ARRAY PROCESSING OPERATIONS

Title:

ARRAY PROCESSING OPERATIONS

Document Type and Number:

WIPO Patent Application WO/2002/027475

Kind Code:

A2

Abstract:

In one embodiment, a programmable processor searches an array of N data elements in response to N/M machine instructions, where the processor has a pipeline configured to process M data elements in parallel. In response to the machine instructions, a control unit directs the pipeline to retrieve M data elements from the array of elements in a single fetch cycle, concurrently compare the data elements to M current extreme values, and update the current extreme values, as well as M references to the current extreme values, based on the comparisons.

Inventors:

ROTH CHARLES P
KALAGOTLA RAVI
FRIDMAN JOSE

Application Number:

PCT/US2001/030309

Publication Date:

April 04, 2002

Filing Date:

September 26, 2001

Export Citation:

Click for automatic bibliography generation Help

Assignee:

INTEL CORP (US)
ANALOG DEVICES INC (US)

International Classes:

G06F7/02; G06F9/38; G06F7/22; G06F9/30; G06F9/302; G06F15/80; (IPC1-7): G06F9/302

Domestic Patent References:

WO1999023548A2

1999-05-14

Foreign References:

US4774688A	1988-09-27
US5187675A	1993-02-16

Other References:

"ALU Implementing Native Minimum/Maximum Function for Signal Processing Applications" IBM TECHNICAL DISCLOSURE BULLETIN, IBM CORP. NEW YORK, US, vol. 5, no. 29, 1 October 1986 (1986-10-01), pages 1975-1978, XP002079689 ISSN: 0018-8689

Attorney, Agent or Firm:

Harris, Scott C. (CA, US)

Download PDF:

View/Download PDF PDF Help

Claims:

What is claimed is:

1.

A method comprising: receiving a machine instruction directing a processor to search a plurality of data elements; and executing the machine instruction by: retrieving M data elements in a single fetch cycle ; concurrently comparing the M data elements to a corresponding current extreme value; and updating a set of references based on the comparisons.

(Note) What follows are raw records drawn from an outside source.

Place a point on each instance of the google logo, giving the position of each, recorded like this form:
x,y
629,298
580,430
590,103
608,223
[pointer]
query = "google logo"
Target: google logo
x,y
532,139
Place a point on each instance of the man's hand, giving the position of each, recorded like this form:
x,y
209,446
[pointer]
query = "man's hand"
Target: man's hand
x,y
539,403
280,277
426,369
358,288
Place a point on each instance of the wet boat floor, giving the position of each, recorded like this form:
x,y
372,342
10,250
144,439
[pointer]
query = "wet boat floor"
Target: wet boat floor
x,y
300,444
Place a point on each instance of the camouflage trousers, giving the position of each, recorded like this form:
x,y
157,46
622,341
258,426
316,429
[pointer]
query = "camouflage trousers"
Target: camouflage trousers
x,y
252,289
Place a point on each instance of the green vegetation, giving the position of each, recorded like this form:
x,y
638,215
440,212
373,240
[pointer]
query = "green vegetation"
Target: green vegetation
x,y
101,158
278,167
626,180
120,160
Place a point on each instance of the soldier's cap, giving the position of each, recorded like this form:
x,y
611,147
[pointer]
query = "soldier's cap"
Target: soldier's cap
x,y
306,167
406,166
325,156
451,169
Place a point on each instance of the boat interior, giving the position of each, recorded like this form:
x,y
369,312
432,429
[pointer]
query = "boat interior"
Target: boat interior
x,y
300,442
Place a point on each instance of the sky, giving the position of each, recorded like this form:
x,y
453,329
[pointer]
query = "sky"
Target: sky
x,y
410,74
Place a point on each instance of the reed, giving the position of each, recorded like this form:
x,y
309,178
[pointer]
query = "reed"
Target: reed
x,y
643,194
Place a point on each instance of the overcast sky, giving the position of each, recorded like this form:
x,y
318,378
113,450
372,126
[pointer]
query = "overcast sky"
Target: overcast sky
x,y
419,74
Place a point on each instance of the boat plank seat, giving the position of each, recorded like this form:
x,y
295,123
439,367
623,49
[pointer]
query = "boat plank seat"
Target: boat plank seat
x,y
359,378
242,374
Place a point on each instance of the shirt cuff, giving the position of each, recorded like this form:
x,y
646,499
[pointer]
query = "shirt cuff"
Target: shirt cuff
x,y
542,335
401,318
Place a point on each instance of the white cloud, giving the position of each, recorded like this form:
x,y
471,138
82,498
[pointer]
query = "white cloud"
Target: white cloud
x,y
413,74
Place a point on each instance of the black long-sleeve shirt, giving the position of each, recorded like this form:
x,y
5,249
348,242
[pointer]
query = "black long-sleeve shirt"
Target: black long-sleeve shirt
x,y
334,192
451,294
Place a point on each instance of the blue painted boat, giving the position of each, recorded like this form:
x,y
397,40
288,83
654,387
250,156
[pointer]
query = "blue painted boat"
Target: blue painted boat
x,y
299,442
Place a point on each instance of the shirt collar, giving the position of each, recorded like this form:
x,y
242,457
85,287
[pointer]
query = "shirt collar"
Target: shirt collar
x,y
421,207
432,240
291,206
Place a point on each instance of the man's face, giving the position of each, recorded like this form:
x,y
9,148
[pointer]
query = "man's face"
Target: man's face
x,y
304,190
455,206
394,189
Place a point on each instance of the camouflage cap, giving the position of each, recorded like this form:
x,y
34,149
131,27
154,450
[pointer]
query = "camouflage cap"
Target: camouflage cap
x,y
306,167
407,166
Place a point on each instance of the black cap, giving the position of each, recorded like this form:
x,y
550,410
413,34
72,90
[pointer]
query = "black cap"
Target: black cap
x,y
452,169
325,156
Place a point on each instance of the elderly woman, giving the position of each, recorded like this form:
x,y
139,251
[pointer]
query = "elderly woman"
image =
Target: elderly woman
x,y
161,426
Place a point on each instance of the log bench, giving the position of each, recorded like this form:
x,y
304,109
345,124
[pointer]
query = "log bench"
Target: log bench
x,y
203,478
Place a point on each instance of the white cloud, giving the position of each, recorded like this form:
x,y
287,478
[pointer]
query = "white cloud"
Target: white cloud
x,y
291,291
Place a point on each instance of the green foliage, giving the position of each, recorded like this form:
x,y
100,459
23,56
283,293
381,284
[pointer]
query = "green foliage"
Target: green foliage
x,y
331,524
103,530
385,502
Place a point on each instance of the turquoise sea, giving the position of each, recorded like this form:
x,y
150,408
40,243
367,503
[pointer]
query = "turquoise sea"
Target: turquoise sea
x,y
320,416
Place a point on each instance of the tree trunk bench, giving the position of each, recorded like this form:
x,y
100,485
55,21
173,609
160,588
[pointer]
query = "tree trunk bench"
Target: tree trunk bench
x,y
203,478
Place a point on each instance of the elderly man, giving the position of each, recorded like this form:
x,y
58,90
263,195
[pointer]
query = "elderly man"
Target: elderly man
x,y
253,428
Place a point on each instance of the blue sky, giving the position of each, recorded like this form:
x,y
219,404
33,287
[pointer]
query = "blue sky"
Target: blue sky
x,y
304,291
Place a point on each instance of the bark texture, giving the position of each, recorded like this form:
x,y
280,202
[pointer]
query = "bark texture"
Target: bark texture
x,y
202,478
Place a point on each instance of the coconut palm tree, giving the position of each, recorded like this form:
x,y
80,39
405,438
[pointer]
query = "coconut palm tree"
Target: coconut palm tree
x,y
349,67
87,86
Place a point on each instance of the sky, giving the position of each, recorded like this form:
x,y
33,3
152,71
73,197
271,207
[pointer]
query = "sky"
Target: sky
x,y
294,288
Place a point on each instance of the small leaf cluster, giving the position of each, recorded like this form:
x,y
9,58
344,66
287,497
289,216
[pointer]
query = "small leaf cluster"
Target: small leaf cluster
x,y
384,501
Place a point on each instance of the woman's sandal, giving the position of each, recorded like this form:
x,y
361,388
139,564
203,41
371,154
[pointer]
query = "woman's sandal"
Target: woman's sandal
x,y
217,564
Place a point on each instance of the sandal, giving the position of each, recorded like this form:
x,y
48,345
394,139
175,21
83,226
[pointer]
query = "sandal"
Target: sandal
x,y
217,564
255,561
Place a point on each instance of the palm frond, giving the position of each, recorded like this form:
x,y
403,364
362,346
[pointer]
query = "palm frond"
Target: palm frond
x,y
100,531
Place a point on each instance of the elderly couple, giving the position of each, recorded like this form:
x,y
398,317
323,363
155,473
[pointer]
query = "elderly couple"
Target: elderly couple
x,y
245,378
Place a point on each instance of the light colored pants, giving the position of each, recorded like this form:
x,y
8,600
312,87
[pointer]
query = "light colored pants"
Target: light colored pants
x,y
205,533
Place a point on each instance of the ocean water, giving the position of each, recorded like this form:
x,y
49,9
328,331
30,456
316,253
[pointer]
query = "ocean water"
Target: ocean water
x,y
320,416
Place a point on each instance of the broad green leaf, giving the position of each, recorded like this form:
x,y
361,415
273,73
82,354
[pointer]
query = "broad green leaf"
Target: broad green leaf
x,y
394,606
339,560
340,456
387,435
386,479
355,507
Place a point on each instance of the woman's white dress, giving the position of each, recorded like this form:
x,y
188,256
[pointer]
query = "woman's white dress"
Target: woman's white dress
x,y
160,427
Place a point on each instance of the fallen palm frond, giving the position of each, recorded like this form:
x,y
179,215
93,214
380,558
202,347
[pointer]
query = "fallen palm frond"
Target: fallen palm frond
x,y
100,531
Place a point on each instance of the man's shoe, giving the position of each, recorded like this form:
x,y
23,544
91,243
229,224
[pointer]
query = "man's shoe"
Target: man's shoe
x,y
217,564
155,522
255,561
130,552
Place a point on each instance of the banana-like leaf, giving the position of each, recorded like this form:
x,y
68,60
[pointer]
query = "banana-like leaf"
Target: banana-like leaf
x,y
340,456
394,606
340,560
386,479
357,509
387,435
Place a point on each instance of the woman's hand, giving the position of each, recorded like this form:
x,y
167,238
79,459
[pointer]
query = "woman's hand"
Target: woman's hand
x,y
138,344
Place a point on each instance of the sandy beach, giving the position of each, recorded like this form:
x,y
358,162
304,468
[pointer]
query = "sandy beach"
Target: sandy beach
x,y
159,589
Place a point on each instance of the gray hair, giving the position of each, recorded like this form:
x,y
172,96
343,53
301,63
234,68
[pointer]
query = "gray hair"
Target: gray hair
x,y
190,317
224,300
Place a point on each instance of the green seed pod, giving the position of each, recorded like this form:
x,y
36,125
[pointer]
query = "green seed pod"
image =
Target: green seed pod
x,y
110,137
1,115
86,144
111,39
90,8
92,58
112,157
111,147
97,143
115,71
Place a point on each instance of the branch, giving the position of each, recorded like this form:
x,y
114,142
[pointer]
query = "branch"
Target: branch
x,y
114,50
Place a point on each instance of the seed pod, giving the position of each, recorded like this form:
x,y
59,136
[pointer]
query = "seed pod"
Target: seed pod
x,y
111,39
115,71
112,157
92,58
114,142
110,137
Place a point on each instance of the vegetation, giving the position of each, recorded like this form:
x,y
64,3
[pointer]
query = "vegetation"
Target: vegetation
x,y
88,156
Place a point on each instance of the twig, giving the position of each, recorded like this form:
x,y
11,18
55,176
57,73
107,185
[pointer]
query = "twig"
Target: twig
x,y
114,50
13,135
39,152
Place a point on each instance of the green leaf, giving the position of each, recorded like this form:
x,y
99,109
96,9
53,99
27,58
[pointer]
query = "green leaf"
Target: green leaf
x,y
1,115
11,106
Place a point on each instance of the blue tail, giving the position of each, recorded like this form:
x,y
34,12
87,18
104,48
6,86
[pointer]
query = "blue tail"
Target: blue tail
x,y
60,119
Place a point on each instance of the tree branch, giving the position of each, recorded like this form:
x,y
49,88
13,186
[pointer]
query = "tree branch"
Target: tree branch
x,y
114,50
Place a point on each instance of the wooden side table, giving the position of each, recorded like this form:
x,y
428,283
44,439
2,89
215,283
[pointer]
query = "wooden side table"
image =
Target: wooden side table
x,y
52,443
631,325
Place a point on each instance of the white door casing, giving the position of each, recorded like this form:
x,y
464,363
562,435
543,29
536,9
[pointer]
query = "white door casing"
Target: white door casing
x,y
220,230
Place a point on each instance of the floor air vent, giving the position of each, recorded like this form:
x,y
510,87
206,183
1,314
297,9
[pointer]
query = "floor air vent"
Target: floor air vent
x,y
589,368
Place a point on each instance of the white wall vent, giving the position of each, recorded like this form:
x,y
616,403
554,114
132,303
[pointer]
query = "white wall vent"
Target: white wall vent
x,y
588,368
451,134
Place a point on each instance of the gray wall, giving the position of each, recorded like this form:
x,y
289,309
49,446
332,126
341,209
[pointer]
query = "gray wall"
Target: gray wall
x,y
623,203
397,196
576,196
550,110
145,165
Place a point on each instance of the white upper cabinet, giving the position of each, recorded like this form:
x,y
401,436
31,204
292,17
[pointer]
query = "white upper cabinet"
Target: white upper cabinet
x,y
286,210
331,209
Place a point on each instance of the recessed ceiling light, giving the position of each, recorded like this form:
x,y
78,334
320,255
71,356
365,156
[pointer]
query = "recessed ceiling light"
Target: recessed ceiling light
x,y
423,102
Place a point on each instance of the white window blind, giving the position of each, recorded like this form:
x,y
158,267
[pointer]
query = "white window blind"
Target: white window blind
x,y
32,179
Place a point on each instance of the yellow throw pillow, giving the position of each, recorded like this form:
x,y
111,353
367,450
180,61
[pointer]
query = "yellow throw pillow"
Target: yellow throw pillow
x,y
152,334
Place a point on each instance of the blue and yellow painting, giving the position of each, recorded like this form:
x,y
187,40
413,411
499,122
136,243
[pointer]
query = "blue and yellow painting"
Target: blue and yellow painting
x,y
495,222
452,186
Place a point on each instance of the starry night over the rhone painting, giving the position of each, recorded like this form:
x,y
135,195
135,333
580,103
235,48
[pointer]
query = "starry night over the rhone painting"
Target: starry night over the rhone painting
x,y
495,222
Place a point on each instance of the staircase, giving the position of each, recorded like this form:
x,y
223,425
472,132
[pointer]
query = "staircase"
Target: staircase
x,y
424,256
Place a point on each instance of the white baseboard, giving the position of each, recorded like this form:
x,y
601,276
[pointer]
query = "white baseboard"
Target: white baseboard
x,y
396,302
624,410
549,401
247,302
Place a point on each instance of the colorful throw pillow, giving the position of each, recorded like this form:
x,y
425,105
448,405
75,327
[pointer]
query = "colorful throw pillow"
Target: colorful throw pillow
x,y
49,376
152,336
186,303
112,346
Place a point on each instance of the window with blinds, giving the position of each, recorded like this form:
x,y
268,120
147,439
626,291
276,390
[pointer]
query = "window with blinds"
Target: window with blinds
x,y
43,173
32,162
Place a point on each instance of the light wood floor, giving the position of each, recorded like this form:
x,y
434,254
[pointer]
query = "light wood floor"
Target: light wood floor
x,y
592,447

2.	The method of claim 1, wherein retrieving the M data elements comprises retrieving the M data elements as a single data quantity containing the M data elements.

3.	The method of claim 2, wherein the set of references comprise pointer registers to store addresses for data quantities.

4.	The method of claim 1, wherein M = 1.

5.	The method of claim 1, wherein M = 2.

6.	The method of claim 1, wherein executing the machine i instruction further includes: storing the current extreme values in M accumulators; and copying the M data elements to the accumulators based on the comparisons.

7.	The method of claim 5, wherein concurrently comparing the data elements comprises processing a first data element with a first execution unit of a pipelined processor and processing a second data element with a second execution unit of the pipelined processor.

8.	The method of claim 5, wherein concurrently comparing the data elements comprises concurrently processing a first data element and a second data element within a single execution unit of a pipelined processor.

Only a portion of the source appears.